Dabei hatte sich die Lage am Nil schon vor den geplanten Demonstrationen zugespitzt. Bei Krawallen zwischen Anhängern und Gegnern Mursis kamen am Wochenende mindestens drei Menschen ums Leben, mehr als hundert wurden verletzt. Zwei Menschen starben, als Mursi-Gegner in der Nacht zu Sonnabend ein Parteibüro der Muslimbrüder in der Küstenstadt Alexandria stürmten. Ein weiterer Mann starb bei einer Explosion bei Protesten in Port Said. In Kairo hatten sich nach dem Freitagsgebet etwa 20.000 Unterstützer von Mursi vor der Moschee Rabaa al-Adawija versammelt. Redner warfen der Opposition vor, sie werde „aus dem Ausland unterstützt, von Staaten, die nichts Gutes für Ägypten wollen“. Sie unterstrichen, dass Mursi nicht vorzeitig zurücktreten werde.

Die Lebenssituation hat sich für viele Ägypter drastisch verschlechtert: Vor den Tankstellen bilden sich seit Monaten lange Schlangen. Stromausfälle gehören zum Alltag, ebenso wie die Verfolgung Andersdenkender. Die Währung verfällt, die Preise für Lebensmittel steigen. Am vergangenen Mittwoch räumte Mursi in einer Rede ans Volk zwar Fehler ein. Doch zeigte er sich zu keinen Zugeständnissen bereit. Eher noch schürte er den Zorn seiner Gegner, indem er sie als Feinde des Landes und Terroristen bezeichnete. Spätestens seit dieser Kampfansage schlittert Ägypten immer weiter in eine Zerreißprobe, wie sie das Land in seiner jüngeren Geschichte noch nicht erlebt hat.

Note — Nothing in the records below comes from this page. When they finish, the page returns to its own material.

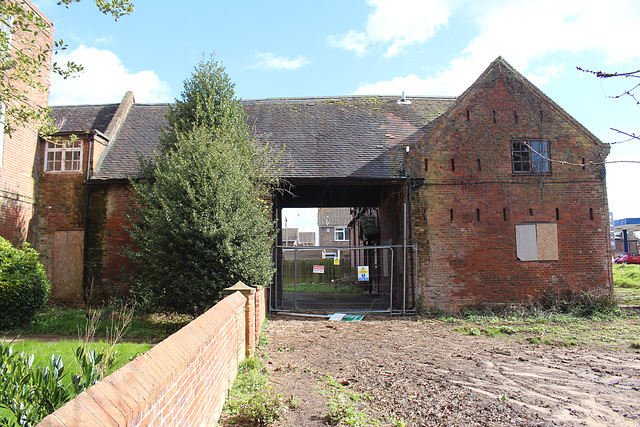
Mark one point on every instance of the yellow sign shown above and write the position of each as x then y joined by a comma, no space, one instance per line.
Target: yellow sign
363,273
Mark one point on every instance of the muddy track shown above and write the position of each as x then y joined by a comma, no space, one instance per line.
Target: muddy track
427,374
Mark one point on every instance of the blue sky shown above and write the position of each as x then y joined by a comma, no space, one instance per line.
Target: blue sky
340,47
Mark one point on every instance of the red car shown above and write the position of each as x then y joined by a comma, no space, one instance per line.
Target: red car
627,258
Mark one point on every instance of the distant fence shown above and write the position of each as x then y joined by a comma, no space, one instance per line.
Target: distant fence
183,380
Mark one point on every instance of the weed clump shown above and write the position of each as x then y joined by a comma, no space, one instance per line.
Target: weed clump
251,401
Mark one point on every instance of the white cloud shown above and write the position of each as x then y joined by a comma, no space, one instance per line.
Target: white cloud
105,79
521,32
353,40
396,24
270,61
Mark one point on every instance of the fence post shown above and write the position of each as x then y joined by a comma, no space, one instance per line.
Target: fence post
249,314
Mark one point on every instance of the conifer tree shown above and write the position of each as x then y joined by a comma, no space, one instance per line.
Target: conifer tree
202,222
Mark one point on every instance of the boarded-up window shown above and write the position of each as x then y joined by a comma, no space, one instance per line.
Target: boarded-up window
67,265
537,242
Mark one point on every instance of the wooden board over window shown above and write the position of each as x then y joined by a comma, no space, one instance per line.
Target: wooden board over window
537,242
68,248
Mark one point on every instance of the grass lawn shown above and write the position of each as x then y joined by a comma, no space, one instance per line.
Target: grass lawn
72,322
615,331
42,351
626,282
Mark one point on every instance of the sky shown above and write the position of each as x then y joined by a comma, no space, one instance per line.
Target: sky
280,48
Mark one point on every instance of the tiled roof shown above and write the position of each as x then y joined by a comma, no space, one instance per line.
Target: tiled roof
137,137
345,137
342,137
79,118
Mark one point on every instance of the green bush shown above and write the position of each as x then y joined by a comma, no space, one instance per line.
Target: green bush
24,288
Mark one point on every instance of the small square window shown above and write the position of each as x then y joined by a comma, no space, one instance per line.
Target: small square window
530,157
63,156
537,242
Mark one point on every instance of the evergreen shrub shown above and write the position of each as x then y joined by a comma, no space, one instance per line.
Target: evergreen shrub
24,288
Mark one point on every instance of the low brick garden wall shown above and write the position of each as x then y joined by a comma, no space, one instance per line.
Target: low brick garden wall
183,380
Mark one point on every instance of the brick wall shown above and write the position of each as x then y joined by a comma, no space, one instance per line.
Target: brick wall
465,215
183,381
19,161
108,237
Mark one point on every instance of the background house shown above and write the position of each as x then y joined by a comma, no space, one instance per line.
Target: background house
333,231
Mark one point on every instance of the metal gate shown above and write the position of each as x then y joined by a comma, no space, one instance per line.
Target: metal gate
340,278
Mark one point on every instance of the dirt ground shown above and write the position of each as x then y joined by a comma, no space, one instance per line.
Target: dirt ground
427,374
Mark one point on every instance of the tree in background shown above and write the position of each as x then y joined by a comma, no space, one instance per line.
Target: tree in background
201,221
22,68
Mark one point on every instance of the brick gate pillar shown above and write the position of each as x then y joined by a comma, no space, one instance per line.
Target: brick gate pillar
249,314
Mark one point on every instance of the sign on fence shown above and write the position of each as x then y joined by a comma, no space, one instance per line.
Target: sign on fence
363,273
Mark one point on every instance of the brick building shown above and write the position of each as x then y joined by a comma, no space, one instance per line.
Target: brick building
494,196
333,230
19,159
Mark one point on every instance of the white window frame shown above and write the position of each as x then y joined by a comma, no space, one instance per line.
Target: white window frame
343,231
63,156
530,156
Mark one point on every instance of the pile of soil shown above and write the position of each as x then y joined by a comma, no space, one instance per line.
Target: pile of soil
427,374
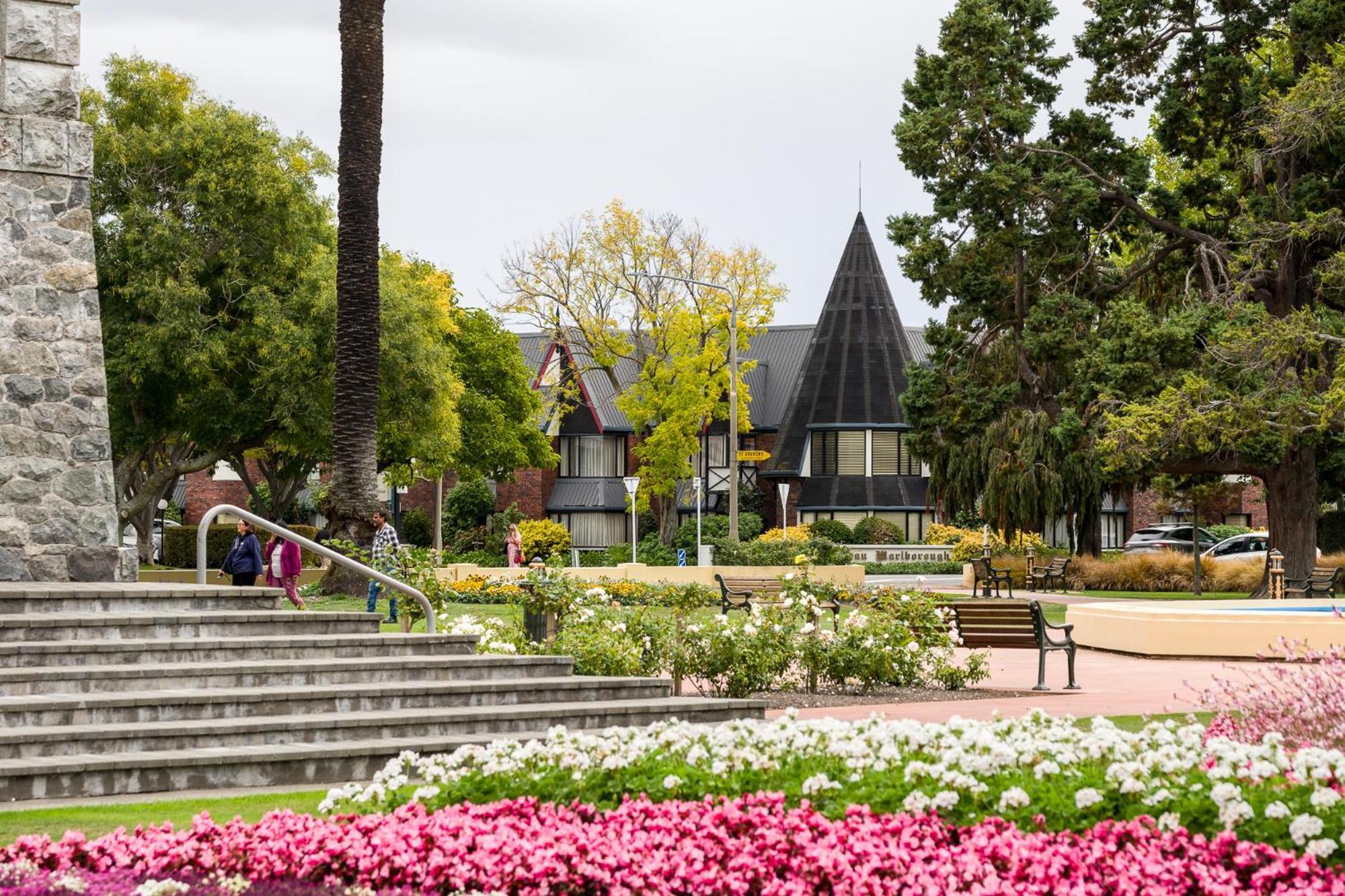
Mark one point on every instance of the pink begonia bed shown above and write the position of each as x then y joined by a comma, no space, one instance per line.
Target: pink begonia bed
746,845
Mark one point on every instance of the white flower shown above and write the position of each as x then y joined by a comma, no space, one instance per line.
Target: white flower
1013,798
818,783
1321,848
1305,826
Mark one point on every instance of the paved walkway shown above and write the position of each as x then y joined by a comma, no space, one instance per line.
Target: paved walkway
1113,685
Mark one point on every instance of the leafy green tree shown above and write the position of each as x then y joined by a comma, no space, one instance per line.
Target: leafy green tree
206,224
1007,247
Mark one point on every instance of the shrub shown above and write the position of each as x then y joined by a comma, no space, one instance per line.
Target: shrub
876,530
714,528
544,538
1331,532
914,568
181,545
781,553
467,505
794,533
418,529
833,530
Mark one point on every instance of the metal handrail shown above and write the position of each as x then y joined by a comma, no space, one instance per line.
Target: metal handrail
336,556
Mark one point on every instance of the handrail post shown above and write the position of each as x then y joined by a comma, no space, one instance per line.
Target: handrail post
322,551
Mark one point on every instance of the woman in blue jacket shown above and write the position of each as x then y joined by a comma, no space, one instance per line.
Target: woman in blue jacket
244,561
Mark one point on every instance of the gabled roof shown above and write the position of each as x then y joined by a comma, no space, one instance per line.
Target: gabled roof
855,369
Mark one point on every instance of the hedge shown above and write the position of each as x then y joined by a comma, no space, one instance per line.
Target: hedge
181,545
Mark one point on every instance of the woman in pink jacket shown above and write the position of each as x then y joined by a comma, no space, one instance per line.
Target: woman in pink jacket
283,567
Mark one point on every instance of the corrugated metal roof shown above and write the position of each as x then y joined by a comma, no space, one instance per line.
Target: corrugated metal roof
586,494
779,353
864,493
855,369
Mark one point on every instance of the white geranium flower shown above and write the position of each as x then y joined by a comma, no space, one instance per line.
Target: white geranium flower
1321,848
1305,826
1013,798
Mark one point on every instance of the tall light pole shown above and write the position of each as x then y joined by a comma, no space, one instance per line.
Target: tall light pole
633,483
734,389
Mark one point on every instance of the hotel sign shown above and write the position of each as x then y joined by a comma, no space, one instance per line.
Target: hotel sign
900,553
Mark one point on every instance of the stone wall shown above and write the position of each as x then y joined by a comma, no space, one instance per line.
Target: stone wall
59,516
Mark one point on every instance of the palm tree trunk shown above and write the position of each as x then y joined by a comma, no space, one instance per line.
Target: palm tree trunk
356,409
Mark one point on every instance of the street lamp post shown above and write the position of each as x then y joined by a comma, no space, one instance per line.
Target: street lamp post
633,483
734,389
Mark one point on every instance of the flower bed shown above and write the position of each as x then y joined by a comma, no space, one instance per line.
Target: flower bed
746,845
1032,770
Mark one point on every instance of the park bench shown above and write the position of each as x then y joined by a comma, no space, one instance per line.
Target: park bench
736,594
1015,626
1323,581
984,572
1055,571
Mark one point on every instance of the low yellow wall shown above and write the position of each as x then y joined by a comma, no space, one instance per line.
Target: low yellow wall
1202,627
673,575
307,577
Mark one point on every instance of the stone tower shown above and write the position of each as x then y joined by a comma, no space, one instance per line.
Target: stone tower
59,518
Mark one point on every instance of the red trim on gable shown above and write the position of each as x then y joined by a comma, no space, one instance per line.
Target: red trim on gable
579,378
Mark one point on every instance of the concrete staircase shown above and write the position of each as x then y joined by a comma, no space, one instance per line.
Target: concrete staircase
134,689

„Mursi hau ab“ steht auf den Schildern, die sich die Männer um den Hals gehängt haben. Dicht an dicht sitzen sie im Kreis, das Zeltdach spendet Schatten. Sherif Hafez, 48, Brille, graues Hemd, sitzt in der Mitte. „Wie soll es nach dem Fall Mursis weitergehen?“, ruft er in die Runde. „Wir brauchen ein Übergangskomitee, bis ein neuer Präsident gewählt ist“, ruft einer. Kopfnicken. „Wer könnte neuer Präsident werden?“ Hafez blickt in ratlose Gesichter. So zeigt die Protestwelle auch: Mursis Gegner haben zwar an Kraft gewonnen. In den vergangenen Wochen hat die Tamarud-Bewegung eine große Schar von Unterstützern gewinnen können. Und doch: Es fehlt ihnen an Alternativen, an politischen Visionen für die Zukunft.